The scenic stage was probably some 50 ft 0 in deep and 30 ft 0 in high. The proscenium arch may have been some 30 ft 0 in wide and at least 25 ft 0 in high to accommodate the scenery in operas such as Dioclesian, The Fairy-Queen, or The World in the Moon. Both the forestage and the scenic stage were raked. The music box above the proscenium arch could hold perhaps 8 to 10 musicians, to provide incidental music. A full orchestra would be sitting in the pit, just in front of the stage.

The Duke's Company had already been using moveable scenery to good effect in their previous playhouses.
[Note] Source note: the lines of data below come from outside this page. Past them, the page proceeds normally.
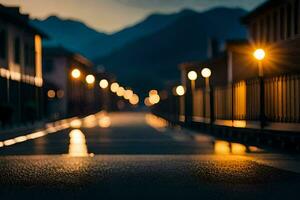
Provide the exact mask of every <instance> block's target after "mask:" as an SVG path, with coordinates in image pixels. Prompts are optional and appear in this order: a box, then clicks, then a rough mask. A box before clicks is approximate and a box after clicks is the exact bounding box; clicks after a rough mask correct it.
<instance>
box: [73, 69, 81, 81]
mask: <svg viewBox="0 0 300 200" xmlns="http://www.w3.org/2000/svg"><path fill="white" fill-rule="evenodd" d="M71 74H72V77H73V78H75V79H78V78H79V77H80V76H81V72H80V70H79V69H73V70H72V72H71Z"/></svg>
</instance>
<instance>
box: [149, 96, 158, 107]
mask: <svg viewBox="0 0 300 200" xmlns="http://www.w3.org/2000/svg"><path fill="white" fill-rule="evenodd" d="M149 101H150V103H151V104H152V105H154V104H157V103H159V101H160V96H159V95H158V94H155V95H152V96H150V97H149Z"/></svg>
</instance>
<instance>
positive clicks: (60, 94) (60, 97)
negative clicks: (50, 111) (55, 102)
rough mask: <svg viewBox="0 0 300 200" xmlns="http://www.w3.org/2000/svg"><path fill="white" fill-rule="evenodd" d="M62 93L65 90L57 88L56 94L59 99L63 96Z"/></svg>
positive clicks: (62, 96)
mask: <svg viewBox="0 0 300 200" xmlns="http://www.w3.org/2000/svg"><path fill="white" fill-rule="evenodd" d="M64 95H65V92H64V91H63V90H58V91H57V92H56V96H57V97H58V98H59V99H61V98H63V97H64Z"/></svg>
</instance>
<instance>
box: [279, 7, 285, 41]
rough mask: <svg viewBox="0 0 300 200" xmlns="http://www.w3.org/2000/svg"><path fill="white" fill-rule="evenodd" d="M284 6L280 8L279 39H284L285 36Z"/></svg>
mask: <svg viewBox="0 0 300 200" xmlns="http://www.w3.org/2000/svg"><path fill="white" fill-rule="evenodd" d="M284 13H285V12H284V7H281V8H280V14H279V15H280V39H281V40H284V37H285V26H284V24H285V23H284Z"/></svg>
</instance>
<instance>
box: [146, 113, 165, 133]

It was first employed by Davenant at Rutland House, using shutters in grooves, which could be quickly slid open or closed to reveal a new scene, but Dorset Garden was also equipped to fly at least four separate people and large objects like a cloud covering the full width of the stage and carrying a large group of musicians (Psyche 1675). There were also numerous floor traps. It was designed for staging Restoration spectaculars, and was the only playhouse in London capable of all the effects these exuberant spectacles required.